Siberia, the Zambezi River, Java, the Aleutian Islands, China’s Hubei province, Easter Island, the Arctic and the Antarctic… Glenn Schneider certainly likes to get off the beaten track. When he heads off abroad, though, it’s a mission he’s on rather than a holiday. This American astronomer travels the world in pursuit of total solar eclipses. He is what they call in the industry an umbraphile, or shadow-lover.

So far, since his very first one, as a 14-year-old schoolboy in 1970, he has clocked up an impressive 35 eclipses in all. Along with two other Americans, he shares the world record for the greatest number viewed.

A total solar eclipse can only occur when the Sun, Moon and Earth align (in what’s known as syzygy), so that the Moon (if close enough to the Earth) completely blocks out the bright light of the Sun, allowing just the faint solar corona to be visible. It’s rare, occurring somewhere on the planet only every 16 months or so.

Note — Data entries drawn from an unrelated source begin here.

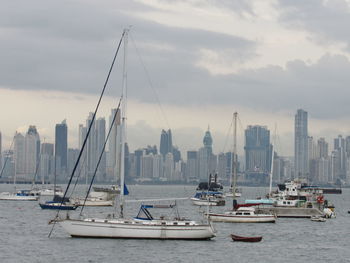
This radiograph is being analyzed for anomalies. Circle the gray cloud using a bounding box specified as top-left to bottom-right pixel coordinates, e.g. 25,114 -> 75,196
278,0 -> 350,52
0,0 -> 350,121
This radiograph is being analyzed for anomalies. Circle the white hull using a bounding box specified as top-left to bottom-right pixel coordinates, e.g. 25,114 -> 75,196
209,213 -> 276,223
59,219 -> 215,240
0,193 -> 39,201
225,193 -> 242,197
191,198 -> 225,206
71,199 -> 113,206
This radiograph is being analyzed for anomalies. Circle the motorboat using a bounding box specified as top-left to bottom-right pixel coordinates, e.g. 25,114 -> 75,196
39,195 -> 78,210
231,234 -> 262,242
311,216 -> 326,222
208,207 -> 276,223
191,191 -> 226,206
0,190 -> 39,201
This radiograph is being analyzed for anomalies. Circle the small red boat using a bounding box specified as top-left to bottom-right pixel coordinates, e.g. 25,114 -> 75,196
231,234 -> 262,242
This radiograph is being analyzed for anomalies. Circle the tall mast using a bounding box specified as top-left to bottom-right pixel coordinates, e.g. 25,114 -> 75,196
232,112 -> 237,199
120,29 -> 129,218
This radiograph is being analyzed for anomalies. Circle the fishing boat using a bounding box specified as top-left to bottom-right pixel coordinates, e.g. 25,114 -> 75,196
0,190 -> 39,201
208,207 -> 276,223
231,234 -> 262,242
54,29 -> 215,240
311,216 -> 326,222
39,195 -> 78,210
191,191 -> 226,206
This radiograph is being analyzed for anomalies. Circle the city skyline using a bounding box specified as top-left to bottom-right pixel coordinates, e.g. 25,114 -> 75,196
0,0 -> 350,156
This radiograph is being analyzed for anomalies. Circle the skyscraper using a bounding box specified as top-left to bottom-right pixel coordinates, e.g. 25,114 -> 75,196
294,109 -> 309,178
244,125 -> 272,180
198,127 -> 216,181
159,130 -> 173,158
55,120 -> 68,178
0,132 -> 2,171
107,109 -> 121,179
13,132 -> 25,176
24,125 -> 40,177
96,118 -> 106,181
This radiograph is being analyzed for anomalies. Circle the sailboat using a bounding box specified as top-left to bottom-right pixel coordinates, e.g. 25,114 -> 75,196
208,112 -> 276,223
55,29 -> 215,240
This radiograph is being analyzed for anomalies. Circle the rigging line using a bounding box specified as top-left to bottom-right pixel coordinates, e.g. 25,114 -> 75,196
130,33 -> 170,132
80,96 -> 125,216
0,136 -> 16,178
48,30 -> 126,237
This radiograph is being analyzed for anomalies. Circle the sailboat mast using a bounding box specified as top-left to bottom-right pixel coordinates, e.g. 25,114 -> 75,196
232,112 -> 237,199
120,29 -> 129,218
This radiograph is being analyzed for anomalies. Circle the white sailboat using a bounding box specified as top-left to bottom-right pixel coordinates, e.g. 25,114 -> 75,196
208,112 -> 276,223
56,29 -> 215,240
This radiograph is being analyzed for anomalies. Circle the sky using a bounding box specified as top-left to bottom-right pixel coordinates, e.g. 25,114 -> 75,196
0,0 -> 350,156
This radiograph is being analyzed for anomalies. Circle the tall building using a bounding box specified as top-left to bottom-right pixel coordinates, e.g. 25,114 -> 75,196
78,124 -> 87,183
0,132 -> 2,171
40,143 -> 55,183
294,109 -> 309,178
55,120 -> 68,179
198,127 -> 216,181
96,118 -> 107,181
106,109 -> 121,179
159,130 -> 173,158
13,132 -> 25,176
317,138 -> 328,158
244,125 -> 272,182
334,135 -> 347,180
185,151 -> 199,182
24,125 -> 40,180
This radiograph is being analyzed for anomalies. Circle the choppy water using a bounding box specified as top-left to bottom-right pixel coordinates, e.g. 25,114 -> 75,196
0,185 -> 350,263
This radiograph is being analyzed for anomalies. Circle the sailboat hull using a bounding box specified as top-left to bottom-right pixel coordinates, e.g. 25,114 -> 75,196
59,219 -> 215,240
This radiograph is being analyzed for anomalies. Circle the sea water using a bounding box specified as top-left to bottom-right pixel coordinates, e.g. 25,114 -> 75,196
0,185 -> 350,263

Totality – the central phase when the Moon obscures the entire disk of the Sun, and casts observers into darkness – lasts just a few minutes. During all of Glenn’s 35 total solar eclipses, he has spent just one hour and 51 minutes altogether observing totality.

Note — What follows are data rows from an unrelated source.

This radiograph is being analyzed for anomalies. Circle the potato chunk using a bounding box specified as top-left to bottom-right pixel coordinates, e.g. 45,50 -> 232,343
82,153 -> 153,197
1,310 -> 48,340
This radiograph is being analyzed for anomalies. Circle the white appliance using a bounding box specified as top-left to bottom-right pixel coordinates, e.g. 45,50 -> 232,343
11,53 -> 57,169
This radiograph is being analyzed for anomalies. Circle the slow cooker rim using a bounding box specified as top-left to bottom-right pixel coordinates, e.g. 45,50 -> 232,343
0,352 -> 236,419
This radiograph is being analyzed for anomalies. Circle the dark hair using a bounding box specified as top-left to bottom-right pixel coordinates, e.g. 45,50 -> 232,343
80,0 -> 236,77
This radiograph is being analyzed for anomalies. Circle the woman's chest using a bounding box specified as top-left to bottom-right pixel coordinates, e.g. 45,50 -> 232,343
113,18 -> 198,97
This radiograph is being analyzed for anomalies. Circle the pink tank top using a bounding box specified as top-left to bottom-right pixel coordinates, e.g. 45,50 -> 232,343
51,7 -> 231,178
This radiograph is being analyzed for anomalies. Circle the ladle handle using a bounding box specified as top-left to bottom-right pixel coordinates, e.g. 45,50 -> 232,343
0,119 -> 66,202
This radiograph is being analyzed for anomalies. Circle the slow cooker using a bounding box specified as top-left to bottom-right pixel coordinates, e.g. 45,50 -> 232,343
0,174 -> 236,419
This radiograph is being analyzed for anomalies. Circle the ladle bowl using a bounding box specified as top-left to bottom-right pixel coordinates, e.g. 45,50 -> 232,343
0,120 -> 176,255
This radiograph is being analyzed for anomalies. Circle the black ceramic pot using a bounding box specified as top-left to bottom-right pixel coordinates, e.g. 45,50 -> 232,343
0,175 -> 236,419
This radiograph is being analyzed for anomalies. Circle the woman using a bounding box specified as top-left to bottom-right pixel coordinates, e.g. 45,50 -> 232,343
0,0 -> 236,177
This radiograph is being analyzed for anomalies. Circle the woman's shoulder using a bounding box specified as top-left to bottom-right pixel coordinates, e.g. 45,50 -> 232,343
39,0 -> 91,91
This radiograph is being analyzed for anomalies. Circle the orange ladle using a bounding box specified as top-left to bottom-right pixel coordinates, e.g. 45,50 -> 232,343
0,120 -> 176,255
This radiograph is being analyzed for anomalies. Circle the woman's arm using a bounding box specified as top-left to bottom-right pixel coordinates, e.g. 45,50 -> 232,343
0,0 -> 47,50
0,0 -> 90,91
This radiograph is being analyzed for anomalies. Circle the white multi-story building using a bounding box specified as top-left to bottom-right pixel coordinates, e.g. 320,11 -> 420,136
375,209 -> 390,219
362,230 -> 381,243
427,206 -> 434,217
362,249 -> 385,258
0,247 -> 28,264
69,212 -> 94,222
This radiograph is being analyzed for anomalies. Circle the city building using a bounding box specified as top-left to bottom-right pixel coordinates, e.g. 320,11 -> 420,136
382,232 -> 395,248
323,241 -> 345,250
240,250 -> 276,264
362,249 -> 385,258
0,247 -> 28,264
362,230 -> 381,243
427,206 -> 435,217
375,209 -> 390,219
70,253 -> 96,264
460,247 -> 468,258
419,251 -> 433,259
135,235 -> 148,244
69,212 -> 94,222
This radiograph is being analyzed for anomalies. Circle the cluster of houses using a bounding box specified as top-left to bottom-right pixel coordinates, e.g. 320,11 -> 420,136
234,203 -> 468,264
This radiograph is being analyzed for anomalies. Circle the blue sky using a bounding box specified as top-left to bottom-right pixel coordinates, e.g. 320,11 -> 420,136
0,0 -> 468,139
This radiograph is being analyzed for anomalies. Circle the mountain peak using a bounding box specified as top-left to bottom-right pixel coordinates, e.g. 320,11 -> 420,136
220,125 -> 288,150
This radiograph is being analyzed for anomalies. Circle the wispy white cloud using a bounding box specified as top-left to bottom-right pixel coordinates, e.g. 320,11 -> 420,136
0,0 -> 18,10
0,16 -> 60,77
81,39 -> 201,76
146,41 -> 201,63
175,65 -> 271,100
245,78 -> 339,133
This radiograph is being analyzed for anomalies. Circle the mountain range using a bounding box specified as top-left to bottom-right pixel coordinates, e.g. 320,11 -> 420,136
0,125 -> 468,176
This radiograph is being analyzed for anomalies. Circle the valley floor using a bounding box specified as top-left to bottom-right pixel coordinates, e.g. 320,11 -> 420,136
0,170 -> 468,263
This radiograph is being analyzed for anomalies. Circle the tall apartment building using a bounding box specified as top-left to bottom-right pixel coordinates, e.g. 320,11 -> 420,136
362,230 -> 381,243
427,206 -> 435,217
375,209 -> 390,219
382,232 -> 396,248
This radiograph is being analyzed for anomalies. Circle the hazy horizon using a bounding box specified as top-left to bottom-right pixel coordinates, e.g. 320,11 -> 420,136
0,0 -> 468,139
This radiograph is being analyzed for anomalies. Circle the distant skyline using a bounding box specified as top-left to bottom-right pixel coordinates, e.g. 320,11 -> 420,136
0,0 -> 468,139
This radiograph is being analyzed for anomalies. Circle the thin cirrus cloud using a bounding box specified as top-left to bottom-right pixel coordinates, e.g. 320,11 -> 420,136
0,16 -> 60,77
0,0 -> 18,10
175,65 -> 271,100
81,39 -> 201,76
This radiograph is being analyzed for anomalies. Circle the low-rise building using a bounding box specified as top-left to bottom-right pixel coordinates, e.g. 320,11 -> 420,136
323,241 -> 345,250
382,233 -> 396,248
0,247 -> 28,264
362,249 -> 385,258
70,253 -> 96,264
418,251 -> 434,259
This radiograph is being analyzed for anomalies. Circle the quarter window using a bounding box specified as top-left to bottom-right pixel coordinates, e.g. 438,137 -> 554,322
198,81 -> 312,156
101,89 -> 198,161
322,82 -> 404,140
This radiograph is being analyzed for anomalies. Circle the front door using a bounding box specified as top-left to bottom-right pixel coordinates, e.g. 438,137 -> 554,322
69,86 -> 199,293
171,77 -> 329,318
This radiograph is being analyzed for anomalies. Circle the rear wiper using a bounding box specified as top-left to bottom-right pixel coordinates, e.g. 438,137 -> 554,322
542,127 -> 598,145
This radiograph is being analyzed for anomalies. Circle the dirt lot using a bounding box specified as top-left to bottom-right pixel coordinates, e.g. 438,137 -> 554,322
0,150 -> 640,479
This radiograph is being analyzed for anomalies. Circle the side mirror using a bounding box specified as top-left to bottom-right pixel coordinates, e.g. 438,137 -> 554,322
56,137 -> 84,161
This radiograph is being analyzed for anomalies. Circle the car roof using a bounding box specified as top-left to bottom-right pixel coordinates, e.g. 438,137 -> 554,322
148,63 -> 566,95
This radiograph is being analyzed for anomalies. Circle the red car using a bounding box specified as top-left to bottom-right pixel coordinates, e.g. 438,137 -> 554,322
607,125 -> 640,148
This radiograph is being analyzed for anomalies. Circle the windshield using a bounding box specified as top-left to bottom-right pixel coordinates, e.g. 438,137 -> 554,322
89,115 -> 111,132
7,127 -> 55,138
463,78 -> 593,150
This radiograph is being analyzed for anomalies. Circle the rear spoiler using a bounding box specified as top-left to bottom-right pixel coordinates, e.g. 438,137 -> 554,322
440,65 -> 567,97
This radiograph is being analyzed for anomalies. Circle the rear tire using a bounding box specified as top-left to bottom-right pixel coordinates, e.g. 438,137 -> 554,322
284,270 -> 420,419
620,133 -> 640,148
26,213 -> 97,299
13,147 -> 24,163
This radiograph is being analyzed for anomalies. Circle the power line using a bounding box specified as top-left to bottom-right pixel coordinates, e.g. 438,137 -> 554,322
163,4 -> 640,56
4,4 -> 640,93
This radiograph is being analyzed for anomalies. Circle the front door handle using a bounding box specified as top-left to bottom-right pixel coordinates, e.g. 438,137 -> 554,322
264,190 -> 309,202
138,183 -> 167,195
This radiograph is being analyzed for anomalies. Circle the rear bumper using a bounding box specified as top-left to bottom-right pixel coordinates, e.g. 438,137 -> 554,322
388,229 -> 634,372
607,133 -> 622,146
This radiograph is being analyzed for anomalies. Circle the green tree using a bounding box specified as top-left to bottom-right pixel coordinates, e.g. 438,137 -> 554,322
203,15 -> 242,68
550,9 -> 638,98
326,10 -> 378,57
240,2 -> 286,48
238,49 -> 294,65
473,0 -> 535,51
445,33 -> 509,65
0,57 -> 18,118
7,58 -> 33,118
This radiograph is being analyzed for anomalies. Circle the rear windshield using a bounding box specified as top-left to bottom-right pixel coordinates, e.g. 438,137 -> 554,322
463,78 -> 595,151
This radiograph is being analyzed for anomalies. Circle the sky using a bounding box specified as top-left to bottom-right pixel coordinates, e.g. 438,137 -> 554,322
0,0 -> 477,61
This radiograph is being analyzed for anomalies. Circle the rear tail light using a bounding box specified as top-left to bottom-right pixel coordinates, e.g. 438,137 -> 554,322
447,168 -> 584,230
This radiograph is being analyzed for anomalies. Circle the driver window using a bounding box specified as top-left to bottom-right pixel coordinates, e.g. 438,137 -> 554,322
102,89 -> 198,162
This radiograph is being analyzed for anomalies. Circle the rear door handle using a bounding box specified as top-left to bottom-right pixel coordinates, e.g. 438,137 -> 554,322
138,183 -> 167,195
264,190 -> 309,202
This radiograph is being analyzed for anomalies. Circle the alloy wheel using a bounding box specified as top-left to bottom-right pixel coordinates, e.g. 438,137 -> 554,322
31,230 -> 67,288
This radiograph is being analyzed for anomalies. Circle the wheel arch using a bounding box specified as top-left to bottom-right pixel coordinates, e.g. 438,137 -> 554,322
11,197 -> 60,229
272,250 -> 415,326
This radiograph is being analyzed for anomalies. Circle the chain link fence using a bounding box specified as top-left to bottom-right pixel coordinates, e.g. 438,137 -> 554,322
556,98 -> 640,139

He swears it’s all worth the effort and global travel, though. Anyone who has experienced a total eclipse will know what a thrilling, emotional phenomenon it can be: the beauty of the corona, the diamond ring effect, Baily’s beads (when the light shines through the valleys on the Moon’s surface), and the way the lunar shadow rolls in rapidly from the west, imposing night-time in the middle of the day.

The air temperature drops, the wind changes, birds and other wildlife become visibly confused. First-time human observers never really know how they’re going to react to this cosmic spectacle: some are stunned into silence, some cheer, some scream, some even burst into tears.

“You really feel your place in the universe,” Glenn explains. “It's a connection to celestial mechanics in a very visceral way. It connects the scale of human experience to celestial experience.”

It’s thanks to a beautiful astronomical coincidence that we are able to experience total solar eclipses at all. The Sun’s diameter is 400 times the Moon’s, and the Sun is, on average, 400 times further away than the Moon. This makes both bodies appear the same size in the sky, so that, in a total solar eclipse, the Moon blocks out the Sun perfectly.

Image credit: Patrick Schneider, Unsplash

Glenn explains that it’s an equally beautiful coincidence that there are sentient beings around to witness eclipses. Every year, the Moon’s orbit draws away from the Earth by a few centimetres so that, millions of years from now, it will be too far away to occlude the Sun. Right now, in the Earth’s 4.5 billion-year history, cosmic conditions are perfect.

As a professional astronomer, Glenn has spent much of his life observing the heavens, but nothing, he says, is as rewarding as these eclipses. “It’s amazing, that sense of personal involvement you get when you see totality, and the dynamics of the solar system in motion. It ties into people’s base emotions.”

After he lost his eclipse virginity in 1970, Glenn became instantly hooked. “I’d read about eclipses and understood the phenomenology, but I didn't understand how overwhelming it would be,” he remembers.

A New York City schoolboy at the time, he travelled down to North Carolina to catch the moment, armed with cameras, telescope and binoculars. He knew totality would last just two minutes and 40 seconds, so for several weeks beforehand he had planned and rehearsed meticulously how he was going to spectate and capture precious images.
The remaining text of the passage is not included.